I took part in Nanowrimo last year and it was a great experience. Excellent article. Voted up and useful. Thanks for sharing!


PaoloJpm profile image

PaoloJpm 3 years ago from Philippine

great hub! Very useful I am also fascinated writing novels every school breaks for my next subject looking forward to use your tips


europewalker profile image

europewalker 3 years ago

Useful hub with helpful tips. It takes a lot of self discipline to write a book in thirty days.


beadreamer247 profile image

beadreamer247 3 years ago from Zephyrhills, FL

What length of novel are you talking about? I am currently picking up on finishing off 270 pages I started years ago and already had others read over it and they love it. It is going to be around 400 -500 pages and there is no way you can get that done in one months. I also have to do a lot of editing and that takes time. If you work you constantly get interrupted and have to find your way into it every time again - it is time consuming much more than being at home having time to write and concentrate on it for 10 hours.


SaffronBlossom profile image

SaffronBlossom 3 years ago from Dallas, Texas Author

@Carozy: Thanks for reading and commenting! I'm glad you enjoyed the article. @PaoloJpm: Best of luck with your writing! School break will be a great time to write...I miss school break. :) @europewalker: Thank you! Yes, agreed--it does!
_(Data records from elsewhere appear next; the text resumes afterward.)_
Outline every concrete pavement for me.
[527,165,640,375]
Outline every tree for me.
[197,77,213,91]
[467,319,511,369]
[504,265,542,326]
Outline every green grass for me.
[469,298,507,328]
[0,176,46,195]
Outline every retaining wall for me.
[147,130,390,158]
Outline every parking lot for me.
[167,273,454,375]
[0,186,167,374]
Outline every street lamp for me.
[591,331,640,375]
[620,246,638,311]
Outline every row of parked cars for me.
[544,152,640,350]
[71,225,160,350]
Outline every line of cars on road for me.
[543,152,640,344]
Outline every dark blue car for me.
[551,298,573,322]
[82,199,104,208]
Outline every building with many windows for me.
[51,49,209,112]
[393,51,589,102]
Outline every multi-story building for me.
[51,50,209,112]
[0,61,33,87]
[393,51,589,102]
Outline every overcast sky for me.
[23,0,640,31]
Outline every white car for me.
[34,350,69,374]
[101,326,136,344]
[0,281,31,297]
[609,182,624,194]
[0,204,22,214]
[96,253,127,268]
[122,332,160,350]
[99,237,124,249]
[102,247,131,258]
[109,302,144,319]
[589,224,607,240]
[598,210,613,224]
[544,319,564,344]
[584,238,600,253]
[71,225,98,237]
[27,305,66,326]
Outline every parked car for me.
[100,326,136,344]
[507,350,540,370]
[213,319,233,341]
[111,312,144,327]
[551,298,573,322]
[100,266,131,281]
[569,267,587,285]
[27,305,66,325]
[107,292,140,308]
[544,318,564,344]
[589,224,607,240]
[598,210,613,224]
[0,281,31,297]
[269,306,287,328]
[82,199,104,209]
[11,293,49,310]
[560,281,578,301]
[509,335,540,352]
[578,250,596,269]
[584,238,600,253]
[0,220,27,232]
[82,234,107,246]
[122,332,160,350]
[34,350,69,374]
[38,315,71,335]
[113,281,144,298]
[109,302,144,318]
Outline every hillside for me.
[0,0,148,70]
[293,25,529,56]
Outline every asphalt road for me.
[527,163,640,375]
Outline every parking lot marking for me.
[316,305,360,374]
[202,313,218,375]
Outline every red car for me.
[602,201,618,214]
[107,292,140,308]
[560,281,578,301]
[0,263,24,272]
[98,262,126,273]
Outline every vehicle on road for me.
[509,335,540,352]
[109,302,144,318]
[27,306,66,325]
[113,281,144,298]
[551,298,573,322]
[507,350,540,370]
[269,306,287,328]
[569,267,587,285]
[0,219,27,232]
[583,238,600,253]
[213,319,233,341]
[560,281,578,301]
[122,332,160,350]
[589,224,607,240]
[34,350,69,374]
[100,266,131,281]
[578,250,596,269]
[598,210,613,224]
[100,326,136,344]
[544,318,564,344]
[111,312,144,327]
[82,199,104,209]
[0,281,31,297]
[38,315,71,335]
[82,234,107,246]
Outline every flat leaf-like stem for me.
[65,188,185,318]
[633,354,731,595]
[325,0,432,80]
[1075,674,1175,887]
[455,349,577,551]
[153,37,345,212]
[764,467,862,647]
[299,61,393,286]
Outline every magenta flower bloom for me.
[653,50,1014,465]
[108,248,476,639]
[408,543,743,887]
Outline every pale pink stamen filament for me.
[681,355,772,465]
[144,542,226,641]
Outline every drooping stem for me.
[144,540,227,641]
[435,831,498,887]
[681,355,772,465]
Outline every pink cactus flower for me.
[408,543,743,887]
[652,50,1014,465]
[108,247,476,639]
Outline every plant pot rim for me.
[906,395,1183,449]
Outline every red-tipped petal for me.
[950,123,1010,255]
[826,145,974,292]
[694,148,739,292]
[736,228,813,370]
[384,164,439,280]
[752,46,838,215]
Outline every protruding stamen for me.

But communities like NaNoWriMo help with the motivation. @beadreamer247: Thanks for reading! In my introduction I mention a 50K word book as being doable in a month; thousands of people do it every year in November! But I agree that a longer book would be very hard, if not impossible, to do in 30 days unless you are a full-time writer.


Abby Campbell profile image

Abby Campbell 3 years ago from Charlotte, North Carolina

Self publishing is becoming big business. When I'm on my Kindle Fire, I download many books and am surprised with the books out there. There are many atrocious writers, and there are many of them that are writing as advertisements for their personal businesses. I've also ordered traditional books from Amazon and have been astonished by the bad layout, organization, and grammar. I love that writers are able to self publish, but there should be some sort of rules they abide by in order to be considered true authors. Your hub is very useful, SaffronBlossom. Thank you.


SaffronBlossom profile image

SaffronBlossom 3 years ago from Dallas, Texas Author

Thanks Abby! I definitely agree there should be rules to abide by to be considered true authors--there's a lot of unprofessional dreck out there, and I always feel cheated when I buy a book the author obviously didn't care enough about to edit and polish.


jsbst18 3 years ago

"Rules to be considered a real writer"? Hehe. That is funny. Is Boroughs a writer? Because most of his stuff is pure dreck... how about JD Salinger? A writer is someone who writes... a good writer, well that is based on opinion.

If you get paid to do something, you are a professional. Whether you are a good or bad professional, you are still one.